I believe there is an exception for bundles like the humble bundle.
This is becoming hair splitting, it’s clear they don’t want publishers give out keys on steams dime, that might change with charity bundle but the general rule stays the same.
Valve has a monopoly at being the only online gaming storefront that doesn’t suck.
Nah I think gog is fine, they’re just not the same size (and for linux also not plug & play)
Gog and itch.io are decent. They’re different types of stores, but very usable.
Yup, it’s why I am willing to argue for them, at least until Gabe dies. He’s proven to be far more fair and I know you wouldn’t get that deal anywhere else. These days it really does seem like there a coordinated push to attack valve for not being scum like the rest of the industry these last couple of months.
It does make me nervous though that one player has so much power.
But certainly in the here and now as a consumer, I use steam because it makes life easier. It makes it super easy to join and host multiplayer games, gives me access to convenient game recording stuff without having to have separate software, lets me share games with my found family, and most games have achievements, which my silly achievement-whore brain loves. I’m also grateful because if not for Steam’s work developing proton, I doubt my switch to Linux would have been as straightforward as it has been.
I agree that it does seem like a targeted attack on Steam by industry hacks who I trust infinitely less than Steam. Corporations are never our friends, merely our temporary allies. However, the hacks attacking Steam are definitely my enemies, and the enemy of my enemy is my temporary ally
It’s because they actively fight for the consumer rather than the publishers.
It’s funny though because valve has so much fucking money because they are not chasing next quarters arbitrary gains…
Valve is proof that if you don’t try to screw over your customers somehow you end up with profits. Weird how that works, and instead of companies learning something from that we’ll… they do what capitalism does…
The only one that lets me keep in my library, download and install at any time games that were delisted 10 or 15 years ago by their publishers.
For that reason alone, they deserve my money over any other storefront.
Enormous choice? Lol, sure. Think of all the individual studios 20 years ago making games. You could buy them at multiple stores, on CD or DVD, maybe even download a patch or two from the developer online.

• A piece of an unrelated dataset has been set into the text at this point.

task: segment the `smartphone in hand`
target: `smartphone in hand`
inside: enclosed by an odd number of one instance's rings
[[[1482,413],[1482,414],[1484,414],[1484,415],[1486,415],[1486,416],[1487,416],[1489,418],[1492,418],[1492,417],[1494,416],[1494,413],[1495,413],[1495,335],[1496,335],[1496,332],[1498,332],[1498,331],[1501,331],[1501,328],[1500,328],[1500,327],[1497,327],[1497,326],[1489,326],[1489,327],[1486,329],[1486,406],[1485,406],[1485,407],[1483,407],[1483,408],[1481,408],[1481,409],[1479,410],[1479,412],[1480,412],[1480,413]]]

Today most of those individual studios have disappeared, many bought up and dismantled by the industry, and every single one of those industry titans is trying to corral you into their system via downloader or subscription, and the majority make sure you don’t actually own the game you bought. Steam is just the least evil among them, and there’s plenty of apologists that say Steam makes it possible for indy developers to get exposure. But at what price?
What’s stopping indie developers from hosting their downloads on their own site? Sure, offering all the other features Steam does would be hugely expensive, but that’s why consumers prefer it. Those features aren’t necessary though and people would forgo them for a good game. Advertising would be more difficult but they could get popular streamers to play it or do Reddit or twitter posts to get exposure.
Doing all those things themselves are riskier than using Steam but there’s nothing actually stopping them from trying. Steam takes a big cut but a big cut is still preferable to a smaller total amount they would likely get by not using Steam. It’s not Steam’s fault no other platform has gotten their shit together in decades.
Yes, but before Valve you had a lot more choice, because you could buy things in actual shops. I didn’t have to wait until the handful of predetermined “sale weeks” a year to actually get games at budget prices.
And it’s not just Valve, but if they ever go public or bust, you’ll all wonder how you were ever fooled for so long.
Of course he’s not going to come out and say it, why even ask him?